5 Comments
User's avatar
Rick Howard's avatar

I don't disagree with the logic. But two things kept popping up in my mind while reading the essay.

#1: Organizations from small to midsize can't afford to do anything about this. They don't have the resources in terms of the people-process-technology triad. AI might help in this regard down the road but I don't see it yet.

#2: I can't recall the actual stat but successful adversary campaigns only use exploitation code like 20% of the time (check me on that number but it's not more than 40%). Addressing this issue is expensive for less than half of the attacks. What do you do for the other half if you've spent your budget on this?

Adrian Sanabria's avatar

I agree on both counts!

I see a lot of midsized businesses spending over half their time/labor on vulnerability management and it makes no sense for them to be putting so much time and resources into it. The strategy that makes the most sense for small to midsize organizations is to use SaaS and managed services for server workloads and automate patching on workstations - remove/outsource the need for patch and vulnerability management as much as possible.

The 2025 Verizon DBIR has the number at 20%. My own research suggests that only a handful of vulnerabilities (probably less than a dozen) account for the majority of that. So… we can’t ignore it, but it’s only a fifth of the problem, so we can’t afford to spend too much time on it either.

Todd Inskeep's avatar

I thought Risk-Based Vulnerability Management (RBVM) had been overcome by events - namely Kenna getting bought, and I think recently going EOL.

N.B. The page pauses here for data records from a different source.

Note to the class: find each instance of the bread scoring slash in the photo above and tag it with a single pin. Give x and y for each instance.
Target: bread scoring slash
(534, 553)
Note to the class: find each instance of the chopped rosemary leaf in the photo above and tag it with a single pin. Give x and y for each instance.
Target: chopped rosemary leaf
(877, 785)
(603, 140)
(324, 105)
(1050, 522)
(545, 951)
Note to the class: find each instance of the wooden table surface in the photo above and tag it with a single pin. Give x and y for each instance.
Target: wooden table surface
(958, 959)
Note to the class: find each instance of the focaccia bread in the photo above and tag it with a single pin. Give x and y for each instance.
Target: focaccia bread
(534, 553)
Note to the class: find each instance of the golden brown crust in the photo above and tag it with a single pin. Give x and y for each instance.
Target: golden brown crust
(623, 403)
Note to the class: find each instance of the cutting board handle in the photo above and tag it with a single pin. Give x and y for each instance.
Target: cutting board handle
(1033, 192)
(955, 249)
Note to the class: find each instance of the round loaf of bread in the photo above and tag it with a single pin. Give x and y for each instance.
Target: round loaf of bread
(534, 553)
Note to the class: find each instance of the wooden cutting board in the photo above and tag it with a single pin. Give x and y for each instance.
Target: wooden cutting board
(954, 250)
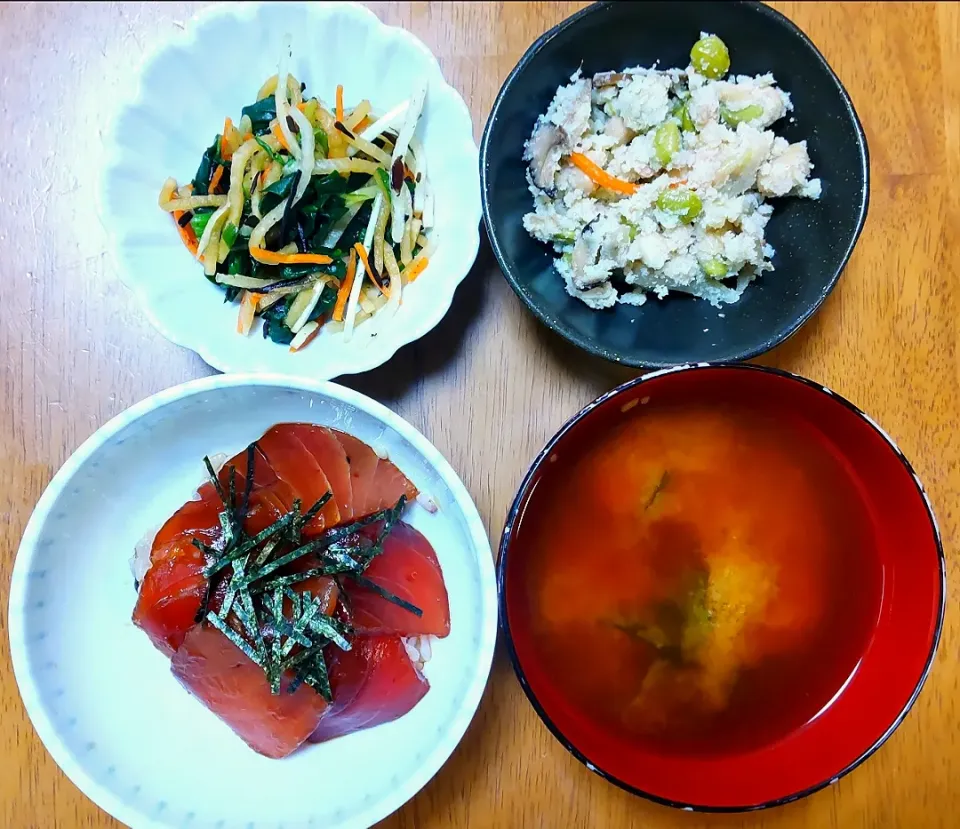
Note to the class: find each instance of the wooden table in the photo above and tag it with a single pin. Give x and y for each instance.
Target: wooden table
(489, 385)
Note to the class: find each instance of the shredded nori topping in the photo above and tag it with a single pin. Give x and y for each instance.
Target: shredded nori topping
(281, 630)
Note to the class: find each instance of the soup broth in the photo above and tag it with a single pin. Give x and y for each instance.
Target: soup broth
(703, 578)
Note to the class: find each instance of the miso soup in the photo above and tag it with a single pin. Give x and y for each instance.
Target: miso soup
(703, 578)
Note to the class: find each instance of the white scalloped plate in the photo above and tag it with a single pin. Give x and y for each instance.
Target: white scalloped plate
(212, 70)
(103, 700)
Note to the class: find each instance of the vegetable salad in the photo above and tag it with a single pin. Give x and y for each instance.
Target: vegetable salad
(309, 216)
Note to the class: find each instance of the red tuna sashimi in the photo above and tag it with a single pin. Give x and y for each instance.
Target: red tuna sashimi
(377, 483)
(170, 594)
(389, 483)
(234, 688)
(362, 462)
(409, 569)
(173, 588)
(373, 683)
(331, 457)
(294, 465)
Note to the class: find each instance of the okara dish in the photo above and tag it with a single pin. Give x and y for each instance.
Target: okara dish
(307, 215)
(647, 181)
(295, 623)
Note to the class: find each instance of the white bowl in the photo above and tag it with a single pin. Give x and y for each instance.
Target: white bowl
(212, 70)
(103, 699)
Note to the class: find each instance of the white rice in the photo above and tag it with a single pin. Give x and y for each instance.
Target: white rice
(622, 248)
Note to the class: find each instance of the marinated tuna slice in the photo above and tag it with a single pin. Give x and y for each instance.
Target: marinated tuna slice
(174, 586)
(195, 519)
(389, 483)
(297, 467)
(362, 462)
(373, 683)
(407, 568)
(234, 688)
(330, 455)
(377, 483)
(171, 593)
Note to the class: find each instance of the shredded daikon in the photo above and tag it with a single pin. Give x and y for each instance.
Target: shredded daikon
(353, 301)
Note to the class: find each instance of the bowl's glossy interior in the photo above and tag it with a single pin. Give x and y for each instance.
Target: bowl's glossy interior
(813, 239)
(893, 665)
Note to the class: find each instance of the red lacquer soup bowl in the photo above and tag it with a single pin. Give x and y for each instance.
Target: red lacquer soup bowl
(860, 678)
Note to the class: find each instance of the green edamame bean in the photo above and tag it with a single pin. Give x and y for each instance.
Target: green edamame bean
(732, 117)
(709, 56)
(666, 141)
(715, 268)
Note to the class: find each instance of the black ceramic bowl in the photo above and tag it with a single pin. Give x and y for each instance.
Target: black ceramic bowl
(813, 239)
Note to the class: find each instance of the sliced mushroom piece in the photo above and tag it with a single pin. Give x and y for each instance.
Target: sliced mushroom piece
(543, 151)
(604, 79)
(586, 251)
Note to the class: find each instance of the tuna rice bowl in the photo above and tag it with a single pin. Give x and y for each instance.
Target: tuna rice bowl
(647, 181)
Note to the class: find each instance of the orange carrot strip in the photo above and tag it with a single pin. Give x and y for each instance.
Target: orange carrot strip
(416, 269)
(186, 233)
(248, 310)
(227, 129)
(269, 257)
(279, 135)
(362, 251)
(347, 285)
(217, 175)
(599, 176)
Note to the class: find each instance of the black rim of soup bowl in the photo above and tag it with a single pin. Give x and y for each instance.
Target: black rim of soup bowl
(555, 323)
(522, 494)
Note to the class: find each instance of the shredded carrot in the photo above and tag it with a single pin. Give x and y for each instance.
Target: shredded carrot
(279, 135)
(217, 175)
(362, 251)
(599, 176)
(416, 269)
(224, 140)
(309, 339)
(346, 286)
(186, 233)
(269, 257)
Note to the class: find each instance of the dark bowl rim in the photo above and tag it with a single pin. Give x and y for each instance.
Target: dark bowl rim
(588, 344)
(507, 535)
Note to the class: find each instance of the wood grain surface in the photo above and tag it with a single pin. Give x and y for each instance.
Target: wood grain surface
(489, 385)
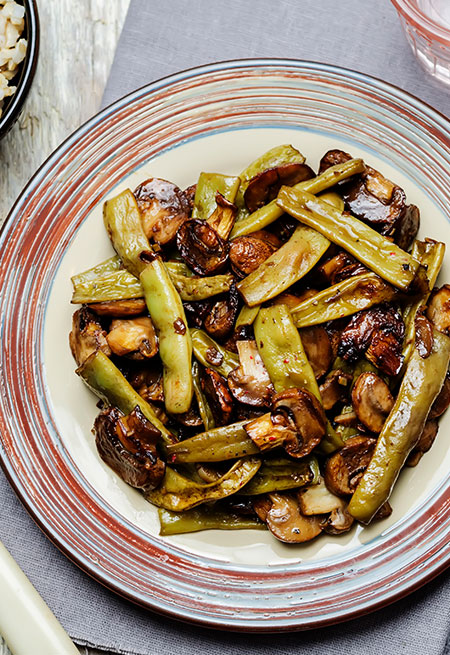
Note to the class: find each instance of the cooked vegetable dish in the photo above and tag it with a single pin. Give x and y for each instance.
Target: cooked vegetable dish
(269, 349)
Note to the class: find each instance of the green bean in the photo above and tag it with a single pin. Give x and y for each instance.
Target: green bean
(282, 352)
(205, 518)
(430, 254)
(107, 382)
(375, 251)
(203, 406)
(175, 346)
(108, 266)
(278, 156)
(122, 285)
(118, 285)
(270, 212)
(280, 475)
(284, 267)
(122, 221)
(220, 444)
(342, 299)
(205, 194)
(177, 493)
(211, 354)
(420, 386)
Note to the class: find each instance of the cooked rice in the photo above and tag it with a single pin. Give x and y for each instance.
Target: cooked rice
(12, 47)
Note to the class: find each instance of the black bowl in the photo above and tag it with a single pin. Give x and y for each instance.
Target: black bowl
(13, 105)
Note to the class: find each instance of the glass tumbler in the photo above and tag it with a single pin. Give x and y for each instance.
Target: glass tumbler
(427, 27)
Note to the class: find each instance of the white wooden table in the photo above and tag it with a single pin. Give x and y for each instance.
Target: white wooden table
(78, 41)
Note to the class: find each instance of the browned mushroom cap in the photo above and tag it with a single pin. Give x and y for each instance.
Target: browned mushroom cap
(247, 253)
(119, 308)
(87, 336)
(134, 337)
(127, 445)
(285, 520)
(438, 310)
(221, 318)
(201, 247)
(335, 388)
(264, 187)
(164, 208)
(376, 200)
(424, 335)
(372, 401)
(223, 217)
(318, 499)
(218, 395)
(250, 382)
(189, 194)
(345, 468)
(379, 331)
(425, 442)
(300, 411)
(317, 345)
(338, 522)
(442, 401)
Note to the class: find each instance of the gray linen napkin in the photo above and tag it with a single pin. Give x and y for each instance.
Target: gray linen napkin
(160, 38)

Fixing the right vulnerabilities on the right timeline is just a huge challenge as you point out - for a lot of reasons. The 'fix' I've been focused on, especially in middle market companies is resilience and recovery (plus patching where you can).

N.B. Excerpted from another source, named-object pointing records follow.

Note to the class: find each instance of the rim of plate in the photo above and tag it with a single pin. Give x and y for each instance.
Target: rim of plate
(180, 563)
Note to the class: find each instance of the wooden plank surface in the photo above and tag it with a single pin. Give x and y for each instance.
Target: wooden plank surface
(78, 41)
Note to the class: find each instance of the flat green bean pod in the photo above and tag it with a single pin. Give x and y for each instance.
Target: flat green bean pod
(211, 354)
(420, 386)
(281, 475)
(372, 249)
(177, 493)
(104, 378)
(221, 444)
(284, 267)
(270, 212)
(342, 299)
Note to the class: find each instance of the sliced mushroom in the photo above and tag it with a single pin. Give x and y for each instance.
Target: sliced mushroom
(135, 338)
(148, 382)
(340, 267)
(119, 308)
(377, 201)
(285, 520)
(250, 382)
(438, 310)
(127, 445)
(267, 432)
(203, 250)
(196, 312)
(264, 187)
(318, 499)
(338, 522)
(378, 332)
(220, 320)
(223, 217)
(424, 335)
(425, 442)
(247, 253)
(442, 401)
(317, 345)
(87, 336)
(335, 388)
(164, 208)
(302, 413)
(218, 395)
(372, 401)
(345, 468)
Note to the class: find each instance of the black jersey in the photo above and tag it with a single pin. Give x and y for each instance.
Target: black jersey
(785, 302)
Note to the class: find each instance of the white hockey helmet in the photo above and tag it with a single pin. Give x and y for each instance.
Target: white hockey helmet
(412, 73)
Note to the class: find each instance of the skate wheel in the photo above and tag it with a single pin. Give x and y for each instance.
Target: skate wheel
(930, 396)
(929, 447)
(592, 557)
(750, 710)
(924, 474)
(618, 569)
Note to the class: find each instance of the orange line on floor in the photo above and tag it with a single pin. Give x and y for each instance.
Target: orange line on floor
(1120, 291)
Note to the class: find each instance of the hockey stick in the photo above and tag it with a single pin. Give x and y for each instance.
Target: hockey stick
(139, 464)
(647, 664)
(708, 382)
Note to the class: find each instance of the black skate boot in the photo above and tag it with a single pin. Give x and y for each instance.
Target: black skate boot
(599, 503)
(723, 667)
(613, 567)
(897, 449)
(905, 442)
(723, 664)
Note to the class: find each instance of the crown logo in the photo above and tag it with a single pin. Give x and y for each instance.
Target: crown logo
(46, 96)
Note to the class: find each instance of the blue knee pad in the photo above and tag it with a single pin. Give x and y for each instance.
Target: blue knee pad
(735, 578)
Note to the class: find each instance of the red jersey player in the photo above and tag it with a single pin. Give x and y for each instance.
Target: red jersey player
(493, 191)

There's also an organizational function tied to roles and responsibiliites - separating the VM identification from the pattching fix feels artificial today - 20 years ago we needed the separation for honesty and integrity. Today, and looking at the future, hiding known issues is only going to get harder in most organizations.

Guillaume Ross's avatar

If you can’t segment it, monitor it, also can’t patch it fast, it might be time to consider moving that function to SaaS!